Скандал прогремел на весь кантон Граубюнден и получил даже более широкую огласку, а всю местную почту завалили продовольственными посылками. Но народный гнев достиг поистине грозовой силы, когда дорожный мастер уволил Йылмаза ввиду его производственной маломощности.
Амброс обогнул предельно беременную женщину, которая выгуливала в коридоре свой живот и пронзительным окриком заставила Амброса сию же минуту погасить сигарету. Он растоптал окурок и, миновав кухню, вошел в ресторан.
Ее он увидел сразу. Узнал в первый же миг. В мгновение ока. С лету. Она. Ни мысли, облекаемой в слова. Ни картины, навязанной памятью. Никакого заученного чувства. Его глаза ударили залпом и разом постигли человека в его полном, серафическом образе. В этом человеке не было ничего чужого, ничего незнакомого. Он вечно с тобой. Вечно свой. Вечно любимый.
И вдруг, себя не помня, Бауэрмайстер коснулся ладонями ее головы. Белокурой головы, залитой красноватым светом зари над Рейнской долиной. Удлиненное лицо. Лоб казался еще выше, переходя в волнистую гущу волос, тугой косой струящихся сзади. Нежная пластика ушей, ровная линия носа, сочные губы еще более четко очерчены малиновым карандашом помады. И совершенной красоты темные, как омут, глаза, в ледяной глазури которых внезапно отразилось его собственное лицо. Что было дальше, Амброс лишь позднее сумел смонтировать в памяти. Он ощутил грейпфрутовую свежесть ее дыхания, приникнув ртом к ее окаменевшим губам.
Голова девушки все еще была в его ладонях, когда он мало-помалу начал что-то соображать. Тут сердце ахнуло от стыда и буйно загрохотало. Ладони взмокли. Он не мог вздохнуть, хотелось лишиться чувств, ибо он понял, что натворил. Он подошел к совершенно незнакомому человеку, коснулся его лица руками и поцеловал его в губы так, как может целовать только самый близкий.

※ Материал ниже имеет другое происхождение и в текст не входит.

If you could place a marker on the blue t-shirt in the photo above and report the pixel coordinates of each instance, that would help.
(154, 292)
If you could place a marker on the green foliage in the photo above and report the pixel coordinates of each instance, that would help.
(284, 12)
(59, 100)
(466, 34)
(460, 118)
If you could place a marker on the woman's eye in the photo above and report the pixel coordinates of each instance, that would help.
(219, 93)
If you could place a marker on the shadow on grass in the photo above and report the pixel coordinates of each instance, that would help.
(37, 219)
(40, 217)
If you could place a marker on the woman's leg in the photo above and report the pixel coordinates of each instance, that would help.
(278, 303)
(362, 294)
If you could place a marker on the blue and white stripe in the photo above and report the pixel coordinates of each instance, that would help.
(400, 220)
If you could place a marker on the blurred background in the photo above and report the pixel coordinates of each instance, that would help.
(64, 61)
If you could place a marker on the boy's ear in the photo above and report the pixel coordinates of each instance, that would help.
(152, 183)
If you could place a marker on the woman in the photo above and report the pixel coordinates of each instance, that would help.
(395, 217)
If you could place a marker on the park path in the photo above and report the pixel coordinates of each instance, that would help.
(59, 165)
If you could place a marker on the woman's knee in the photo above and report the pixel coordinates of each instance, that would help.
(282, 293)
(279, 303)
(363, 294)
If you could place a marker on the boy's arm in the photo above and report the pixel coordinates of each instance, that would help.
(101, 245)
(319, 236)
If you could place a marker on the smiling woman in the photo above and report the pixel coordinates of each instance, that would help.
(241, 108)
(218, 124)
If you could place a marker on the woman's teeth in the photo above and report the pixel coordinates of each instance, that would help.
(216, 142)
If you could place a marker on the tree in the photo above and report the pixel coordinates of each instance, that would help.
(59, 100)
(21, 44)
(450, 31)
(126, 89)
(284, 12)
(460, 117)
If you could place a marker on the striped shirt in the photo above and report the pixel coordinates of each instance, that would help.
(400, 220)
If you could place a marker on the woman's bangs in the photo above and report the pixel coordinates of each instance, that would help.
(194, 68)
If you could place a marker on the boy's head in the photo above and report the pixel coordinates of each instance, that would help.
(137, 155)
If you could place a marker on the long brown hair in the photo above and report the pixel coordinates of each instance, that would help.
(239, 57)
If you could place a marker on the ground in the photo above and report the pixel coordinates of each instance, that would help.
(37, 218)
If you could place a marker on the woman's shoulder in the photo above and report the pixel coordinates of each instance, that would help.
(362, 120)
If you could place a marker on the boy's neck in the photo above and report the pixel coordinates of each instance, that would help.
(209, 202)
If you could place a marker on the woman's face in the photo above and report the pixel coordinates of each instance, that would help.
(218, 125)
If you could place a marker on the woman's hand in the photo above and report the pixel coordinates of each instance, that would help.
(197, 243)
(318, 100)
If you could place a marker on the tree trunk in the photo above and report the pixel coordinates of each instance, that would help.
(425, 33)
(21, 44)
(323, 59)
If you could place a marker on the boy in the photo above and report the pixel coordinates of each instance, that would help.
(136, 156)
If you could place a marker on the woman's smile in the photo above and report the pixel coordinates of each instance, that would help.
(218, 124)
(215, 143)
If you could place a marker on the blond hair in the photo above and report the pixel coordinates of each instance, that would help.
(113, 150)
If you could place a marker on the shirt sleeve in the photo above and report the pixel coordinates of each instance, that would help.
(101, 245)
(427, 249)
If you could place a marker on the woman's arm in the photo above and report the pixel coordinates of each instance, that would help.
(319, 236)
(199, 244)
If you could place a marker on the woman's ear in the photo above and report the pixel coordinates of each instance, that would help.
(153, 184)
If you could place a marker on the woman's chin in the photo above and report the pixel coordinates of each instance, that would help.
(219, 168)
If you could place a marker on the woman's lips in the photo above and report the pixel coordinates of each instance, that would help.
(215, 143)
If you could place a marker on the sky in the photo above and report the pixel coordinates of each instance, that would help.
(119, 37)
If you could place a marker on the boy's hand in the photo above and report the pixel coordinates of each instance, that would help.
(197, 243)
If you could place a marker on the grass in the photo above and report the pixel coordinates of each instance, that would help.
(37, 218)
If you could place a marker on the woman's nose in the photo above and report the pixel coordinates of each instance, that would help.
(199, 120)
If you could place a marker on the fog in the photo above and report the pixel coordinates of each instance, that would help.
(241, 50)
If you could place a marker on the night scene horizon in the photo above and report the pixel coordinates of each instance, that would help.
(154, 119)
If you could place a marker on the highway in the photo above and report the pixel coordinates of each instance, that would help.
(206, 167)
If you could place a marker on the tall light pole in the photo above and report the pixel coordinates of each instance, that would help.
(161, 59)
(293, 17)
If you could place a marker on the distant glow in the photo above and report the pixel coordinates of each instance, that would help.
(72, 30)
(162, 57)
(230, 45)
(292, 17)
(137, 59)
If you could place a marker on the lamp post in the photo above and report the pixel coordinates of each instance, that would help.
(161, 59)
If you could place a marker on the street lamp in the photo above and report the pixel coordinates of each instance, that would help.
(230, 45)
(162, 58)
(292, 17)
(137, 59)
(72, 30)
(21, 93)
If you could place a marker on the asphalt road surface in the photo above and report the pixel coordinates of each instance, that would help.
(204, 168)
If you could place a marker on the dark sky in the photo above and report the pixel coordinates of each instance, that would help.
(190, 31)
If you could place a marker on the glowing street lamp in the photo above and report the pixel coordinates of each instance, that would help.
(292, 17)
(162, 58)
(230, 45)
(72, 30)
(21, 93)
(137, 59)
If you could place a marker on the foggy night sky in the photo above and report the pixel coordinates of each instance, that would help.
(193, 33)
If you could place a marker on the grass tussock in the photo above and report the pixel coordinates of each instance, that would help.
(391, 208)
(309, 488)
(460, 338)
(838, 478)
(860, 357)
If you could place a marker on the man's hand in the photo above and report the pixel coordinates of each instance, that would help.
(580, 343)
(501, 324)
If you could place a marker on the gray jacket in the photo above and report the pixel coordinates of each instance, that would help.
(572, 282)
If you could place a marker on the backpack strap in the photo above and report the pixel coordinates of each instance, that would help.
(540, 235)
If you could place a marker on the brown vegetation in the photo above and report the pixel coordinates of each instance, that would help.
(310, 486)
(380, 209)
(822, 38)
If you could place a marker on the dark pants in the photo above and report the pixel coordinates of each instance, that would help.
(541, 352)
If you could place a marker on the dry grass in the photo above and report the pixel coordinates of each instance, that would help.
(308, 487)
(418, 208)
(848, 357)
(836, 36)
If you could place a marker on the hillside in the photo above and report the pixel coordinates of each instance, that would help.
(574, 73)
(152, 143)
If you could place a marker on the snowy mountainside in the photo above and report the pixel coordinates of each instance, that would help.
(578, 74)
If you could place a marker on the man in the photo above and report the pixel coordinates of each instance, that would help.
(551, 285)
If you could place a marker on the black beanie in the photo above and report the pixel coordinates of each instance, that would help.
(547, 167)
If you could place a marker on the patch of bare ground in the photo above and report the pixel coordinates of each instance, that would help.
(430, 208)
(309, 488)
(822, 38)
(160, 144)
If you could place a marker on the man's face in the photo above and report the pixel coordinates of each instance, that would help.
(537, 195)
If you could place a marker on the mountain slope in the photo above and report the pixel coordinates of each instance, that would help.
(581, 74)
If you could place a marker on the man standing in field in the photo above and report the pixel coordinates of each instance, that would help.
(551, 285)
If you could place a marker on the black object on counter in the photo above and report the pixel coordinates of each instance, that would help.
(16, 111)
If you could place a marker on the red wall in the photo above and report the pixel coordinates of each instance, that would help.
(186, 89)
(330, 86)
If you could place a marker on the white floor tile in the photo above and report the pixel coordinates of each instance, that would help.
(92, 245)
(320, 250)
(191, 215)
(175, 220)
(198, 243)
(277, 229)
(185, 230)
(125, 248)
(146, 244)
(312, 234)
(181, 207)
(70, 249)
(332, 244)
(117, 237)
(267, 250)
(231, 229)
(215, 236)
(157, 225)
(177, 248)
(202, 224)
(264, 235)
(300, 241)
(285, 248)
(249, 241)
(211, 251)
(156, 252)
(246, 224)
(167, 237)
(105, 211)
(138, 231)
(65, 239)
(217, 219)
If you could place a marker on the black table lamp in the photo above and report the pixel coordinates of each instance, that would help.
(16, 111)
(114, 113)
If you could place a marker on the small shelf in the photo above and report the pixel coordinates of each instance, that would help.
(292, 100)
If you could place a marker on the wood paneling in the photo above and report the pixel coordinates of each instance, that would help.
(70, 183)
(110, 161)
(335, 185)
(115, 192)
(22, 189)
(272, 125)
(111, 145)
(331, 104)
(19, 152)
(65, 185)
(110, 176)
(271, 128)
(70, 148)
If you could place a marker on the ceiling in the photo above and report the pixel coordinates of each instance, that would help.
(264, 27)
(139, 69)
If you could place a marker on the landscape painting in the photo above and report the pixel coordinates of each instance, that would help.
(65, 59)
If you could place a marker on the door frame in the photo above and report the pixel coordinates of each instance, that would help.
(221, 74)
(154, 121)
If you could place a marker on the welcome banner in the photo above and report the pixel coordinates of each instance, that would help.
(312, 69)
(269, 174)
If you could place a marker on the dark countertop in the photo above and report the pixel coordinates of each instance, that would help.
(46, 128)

В любовь срываются, падают. Без всяких усилий со своей стороны и не по собственной воле. В английском языке на сей счет есть точное выражение: to fall in love. И от любви избавляются, тоже не прилагая усилий, если, конечно, не останавливают часы своей жизни.
Она сидела в своем свитере цвета морской волны, совершенно неподвижно, все еще в шоке от внезапного осязательного эксцесса. На заднем плане все разом пришло в движение. Поезд прибывал на очередную станцию. Чай в ее чашке расплескался. Только это вернуло ее к яви.
— Вы не находите, что вам недоступны полутона? — произнесла она с австрийским акцентом и мягкой окраской голоса и бросила взгляд на дрожащие руки молодого человека.
У него бухало в висках, и он не выдавил ни слова. Она спокойно взяла бумажную салфетку, но не для того, чтобы вытереть губы, как было решил Амброс, она подложила ее под чашку, промокнув ею блюдце. Он видел, как бумага сереет от влаги, и все еще не мог заговорить. Вместо этого он снял очки и начал основательно протирать стекла краешком плаща. Потом уставился на голубые от снега горы, медленно ползущие мимо и похожие на зубчатый спинной гребень какого-то фантастического животного.
— Вы самый прекрасный человек, какого я когда-либо встречал, — дрогнувшим голосом пробормотал он, и стук сердца начисто заглушил мысли.
Девушка подняла на него взор, и когда увидела в его голубых глазах тень бесконечной печали, он уже не был для нее таким чужим.
Полупустой вагон-ресторан постепенно заполнялся. Трое итальянцев уселись за первый столик слева, а непомерно толстый человек, надвигавшийся со стороны двери, задел бедром их стол, сорвав с него скатерть вместе с приборами и цветами. Неслышно подлетел гарсон и, услужливо предлагая свою помощь, унял громкие, почти высокохудожественные самобичевания необъятного.